Featured Non-fiction Winter Nostalgia

Camping in December

Iryna Muller

In the tent in the morning everything is orange, the sun is not yet above the horizon, light filtered through in the very same shade as the streetlights once were, their brightness doubled by the hardpacked snow, the room at the front of the house always bright enough to read through the night. A raven calls somewhere in the valley, but it fades as if it too isn’t ready for the morning. Years later, I would go home and find that the memory of those years seeped in only faintly – until I heard a screech of a blue jay, and then it came all at once. In the morning, I would read silently as smaller birds took turns in the bare birch tree outside the window, the vivid orange night fading to pale blue morning. Ever since, I’ve never failed to sleep for too much light. The raven calls again, this time from close, and I hear it land on a branch above the tent, a mother at the door and I’m up.

Most children might burst from the bed and through the door like penned animals escaping, but in December the sleeping bag in a tent holds tight. In the years in between, there were always days where a bedroom’s blanket lay even heavier, the morning slipping away. There, at least, is something I’ve learned: the opening of the door, seized unthinkingly, is natural – energizing. I stick an arm out and reveal the trees and the air which floats in thick. Nothing in sight glows gold yet, except the blue of the sky straight above. I wait a long while, wrestling with expectation, not wanting to spoil the surprise. 

The zipper of the sleeping bag is the keystone, the courage finally congregating and ripping it out: the beginning to a rockslide to be ridden through the day. In one motion rising, tripping, pulling on a boot and then another, standing and stretching then stumbling just far enough. Once, I had lain there waiting for everyone else to awake. I wish now I was the sort of person to rise early enough to watch the light of the landscape appear, the blue most beautiful then.

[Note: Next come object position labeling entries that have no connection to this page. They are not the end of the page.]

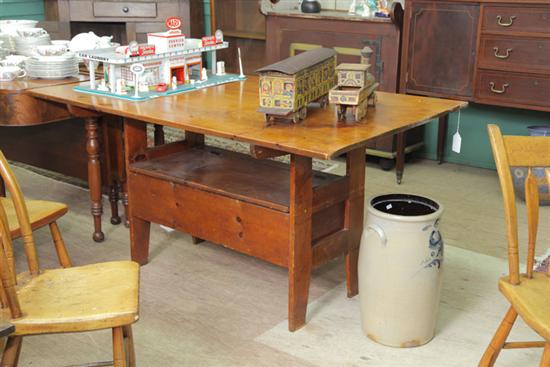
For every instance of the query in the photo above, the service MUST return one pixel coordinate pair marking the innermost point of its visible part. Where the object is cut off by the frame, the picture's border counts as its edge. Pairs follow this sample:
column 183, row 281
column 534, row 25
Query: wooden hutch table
column 18, row 108
column 286, row 214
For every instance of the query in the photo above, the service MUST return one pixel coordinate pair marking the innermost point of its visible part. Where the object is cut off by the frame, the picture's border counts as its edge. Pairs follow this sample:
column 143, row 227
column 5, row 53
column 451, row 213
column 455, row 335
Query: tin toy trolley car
column 288, row 86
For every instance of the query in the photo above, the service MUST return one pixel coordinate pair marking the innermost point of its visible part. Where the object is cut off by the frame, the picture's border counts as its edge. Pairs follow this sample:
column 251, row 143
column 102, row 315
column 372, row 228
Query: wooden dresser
column 125, row 20
column 487, row 51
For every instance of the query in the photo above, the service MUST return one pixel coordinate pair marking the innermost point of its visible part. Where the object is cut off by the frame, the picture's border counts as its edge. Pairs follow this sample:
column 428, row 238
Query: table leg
column 400, row 158
column 355, row 171
column 441, row 135
column 300, row 253
column 94, row 175
column 135, row 142
column 159, row 135
column 110, row 148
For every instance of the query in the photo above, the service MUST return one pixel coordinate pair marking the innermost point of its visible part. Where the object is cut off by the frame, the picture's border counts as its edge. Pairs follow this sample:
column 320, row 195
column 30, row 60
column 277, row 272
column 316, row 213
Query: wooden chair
column 66, row 300
column 529, row 293
column 25, row 216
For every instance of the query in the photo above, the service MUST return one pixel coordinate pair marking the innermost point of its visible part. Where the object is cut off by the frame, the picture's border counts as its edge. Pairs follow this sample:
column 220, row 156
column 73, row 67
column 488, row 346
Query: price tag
column 457, row 142
column 173, row 23
column 457, row 139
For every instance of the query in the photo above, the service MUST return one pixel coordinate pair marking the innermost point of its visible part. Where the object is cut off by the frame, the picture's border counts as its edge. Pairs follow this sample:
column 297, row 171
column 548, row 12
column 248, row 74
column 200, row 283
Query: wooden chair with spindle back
column 67, row 300
column 25, row 216
column 529, row 293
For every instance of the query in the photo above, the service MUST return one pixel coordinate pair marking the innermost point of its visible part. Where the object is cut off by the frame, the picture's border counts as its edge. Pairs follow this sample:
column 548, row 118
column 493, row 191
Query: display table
column 286, row 214
column 38, row 142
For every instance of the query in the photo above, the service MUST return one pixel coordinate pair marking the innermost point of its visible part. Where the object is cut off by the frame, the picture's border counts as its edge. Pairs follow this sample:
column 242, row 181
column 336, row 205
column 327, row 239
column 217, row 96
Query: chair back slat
column 505, row 178
column 531, row 151
column 520, row 151
column 532, row 203
column 22, row 214
column 7, row 276
column 8, row 249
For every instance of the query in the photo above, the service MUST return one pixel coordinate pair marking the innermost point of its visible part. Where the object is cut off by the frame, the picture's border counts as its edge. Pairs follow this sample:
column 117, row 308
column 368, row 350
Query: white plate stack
column 25, row 46
column 7, row 43
column 52, row 67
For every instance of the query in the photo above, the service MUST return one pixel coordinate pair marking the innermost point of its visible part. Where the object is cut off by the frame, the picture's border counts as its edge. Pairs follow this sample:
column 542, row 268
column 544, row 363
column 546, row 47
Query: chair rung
column 518, row 345
column 94, row 364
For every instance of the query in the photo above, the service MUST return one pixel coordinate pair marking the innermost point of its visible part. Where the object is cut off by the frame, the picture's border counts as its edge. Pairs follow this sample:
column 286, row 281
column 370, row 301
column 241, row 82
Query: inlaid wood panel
column 442, row 40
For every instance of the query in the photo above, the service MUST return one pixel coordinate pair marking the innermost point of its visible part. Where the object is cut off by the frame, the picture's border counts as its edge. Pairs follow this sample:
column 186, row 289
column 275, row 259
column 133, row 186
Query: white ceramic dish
column 10, row 27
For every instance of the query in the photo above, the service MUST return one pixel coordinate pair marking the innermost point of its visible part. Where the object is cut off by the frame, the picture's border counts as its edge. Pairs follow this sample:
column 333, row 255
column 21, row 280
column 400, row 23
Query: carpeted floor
column 204, row 305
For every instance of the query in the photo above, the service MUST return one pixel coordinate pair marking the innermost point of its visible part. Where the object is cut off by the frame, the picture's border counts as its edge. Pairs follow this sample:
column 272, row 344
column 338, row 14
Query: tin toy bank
column 288, row 86
column 355, row 90
column 168, row 64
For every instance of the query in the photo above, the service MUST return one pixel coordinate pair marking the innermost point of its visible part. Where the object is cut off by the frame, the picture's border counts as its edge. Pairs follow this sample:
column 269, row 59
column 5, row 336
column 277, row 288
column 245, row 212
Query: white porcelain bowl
column 10, row 27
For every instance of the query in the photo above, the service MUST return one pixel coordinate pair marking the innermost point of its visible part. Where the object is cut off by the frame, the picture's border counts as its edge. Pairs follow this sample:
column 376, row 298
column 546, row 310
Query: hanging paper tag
column 457, row 142
column 457, row 139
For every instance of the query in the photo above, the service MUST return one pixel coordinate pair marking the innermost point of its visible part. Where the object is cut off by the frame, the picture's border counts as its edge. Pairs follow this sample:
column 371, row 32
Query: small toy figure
column 355, row 90
column 382, row 9
column 103, row 86
column 120, row 86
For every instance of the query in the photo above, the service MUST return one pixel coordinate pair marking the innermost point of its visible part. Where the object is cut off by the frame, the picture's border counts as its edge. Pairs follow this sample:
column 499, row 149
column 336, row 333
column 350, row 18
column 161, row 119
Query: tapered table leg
column 400, row 158
column 355, row 171
column 110, row 148
column 94, row 175
column 159, row 135
column 441, row 136
column 300, row 254
column 135, row 141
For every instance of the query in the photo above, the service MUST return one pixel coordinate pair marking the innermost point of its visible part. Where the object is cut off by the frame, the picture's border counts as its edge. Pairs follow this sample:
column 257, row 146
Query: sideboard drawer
column 513, row 88
column 515, row 54
column 516, row 19
column 125, row 9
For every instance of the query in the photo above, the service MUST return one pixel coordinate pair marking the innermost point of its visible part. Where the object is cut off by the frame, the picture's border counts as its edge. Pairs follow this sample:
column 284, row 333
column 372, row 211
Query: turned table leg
column 94, row 175
column 300, row 252
column 441, row 136
column 400, row 157
column 355, row 171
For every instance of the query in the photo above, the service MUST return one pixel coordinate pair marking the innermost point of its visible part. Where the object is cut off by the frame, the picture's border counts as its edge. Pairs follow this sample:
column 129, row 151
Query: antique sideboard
column 486, row 51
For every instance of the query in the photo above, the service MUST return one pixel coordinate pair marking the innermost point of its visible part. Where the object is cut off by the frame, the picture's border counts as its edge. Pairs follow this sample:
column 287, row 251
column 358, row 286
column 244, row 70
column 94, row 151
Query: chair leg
column 10, row 357
column 494, row 348
column 119, row 356
column 545, row 361
column 129, row 343
column 62, row 253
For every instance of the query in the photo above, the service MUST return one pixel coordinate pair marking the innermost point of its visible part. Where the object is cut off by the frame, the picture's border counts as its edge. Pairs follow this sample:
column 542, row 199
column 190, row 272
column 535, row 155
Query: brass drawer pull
column 505, row 56
column 509, row 24
column 499, row 91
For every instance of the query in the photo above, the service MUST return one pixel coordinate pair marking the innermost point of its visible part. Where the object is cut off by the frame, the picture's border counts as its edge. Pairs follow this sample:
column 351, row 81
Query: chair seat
column 84, row 298
column 531, row 300
column 41, row 213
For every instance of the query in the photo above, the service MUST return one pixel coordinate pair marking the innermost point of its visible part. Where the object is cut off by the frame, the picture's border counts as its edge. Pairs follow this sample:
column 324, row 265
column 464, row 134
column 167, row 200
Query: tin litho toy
column 288, row 86
column 355, row 90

I turn and look to the tent where the inner moisture has crystallized, every rustling sending a snowfall down onto the bag, the headlamp, the half-eaten chocolate, the copy of Catcher In The Rye, read on this night every year. The raven appears motherly again, screeching for a breakfast that must be prepared before anything else. As I scurry around the pot, packing things hastily like gift wrap into a garbage bag, she watches contentedly.

Was there ever a reason to go for a walk in the winter then, between the practices and games and evenings spent at the outdoor rink until the old man who ran it shut the lights off? At eighteen, every mountain I’d ever seen had been in a movie or magazine. Now, one stands above me, hiding all the sun and the warmth. The slope turns left and I zig-zag across it, the repetition and the groaning in my legs like a bag skate at the annual practice on the morning of December 23rd. Toes clench the soles of my boots. They were frostbitten once trudging through the snow to break into a closed rink on Christmas day and never healed. My head sweats and I put my hat in my pocket. Mom laughs and asks, how could a boy ever get a shirt this sweaty in minus twenty-five? The energy it takes to climb a mountain or play a game of hockey. 

Converging with the day’s warmth, both the sun and I head upwards, the light lagging behind and crossing the valley below. On the prairies, the sun rises down and sets upwards, the light creeping over the buildings and the trees. They let children out of school early enough for an hour’s light in the winter. We would wander home loosely, the sun already hidden by the horizon that sits in the city always too close. The crows would gather overhead, heading to roost.

After an hour the summit of the mountain appears beyond the ridge. At first I let out the tiniest pronouncement under my breath. After a few steps, another. With each metre climbed my voice grows louder, fuller. By the time I come onto the flat top of the col I’m yelling like a kid on Christmas morning. To the west is the flat of the ocean in the furthest distance, prairie folk always drawn there. To the east, a thousand miles of valleys: claustrophobic between me and the plains, a child stuck in the house on a beautiful day. At the top of the mountain, my phone cuts in and starts to ring. I was just about to call you mom. 

We talk until my frozen hands can no longer hold on, the same reason we would finally give up on shiny at the rink. I put it down and walked onwards until it was time to sleep. In the winter, alone, that’s all there is to do.